Your "power source" has to produce 100% of the energy required to launch a rocket. That's a shitload of energy. You're fortunate at least though that gravity on Mars is only about 38% of that on Earth (compared to about 17% on the moon.)

I'm well aware of the size of launch vehicles as well as the energy requirements needed for them.

Escape Velocity at Mars is around 5km/s. So if you wanted to launch a lunar lander sized craft back (~15000kg) to orbit you would need roughly a 4KW power source running continuously for 2 years to make the propellant for you. 4KW is easily within current solar array technology - as is a two year run time.

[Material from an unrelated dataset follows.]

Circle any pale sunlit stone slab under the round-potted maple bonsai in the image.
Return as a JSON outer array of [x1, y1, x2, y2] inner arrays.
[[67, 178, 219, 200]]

Spirit and Opportunity have been running longer than that on solar power.


Plus the technology to make methane/O2 fuel has already been demonstrated :
http://ares.jsc.nasa.gov/HumanExplore/Exploration/EXLibrary/docs/BeyondLEO/leo394/misr.htm

Strangely enough if you landed that propellant processor on Mars it may already require tanks large enough to store the return propellant.

Granted Zubrin is a Mars evangelist but the science done there was sound.

All the technology has been demonstrated in one form or another for a successful manned mission to Mars. It's merely political will at this point.

So why are you so negative about this? I'm guessing you don't tell your students to wait to learn math until we get better at teaching it just because it may take them a decade or two to go from basic concepts to advanced calculus. Right?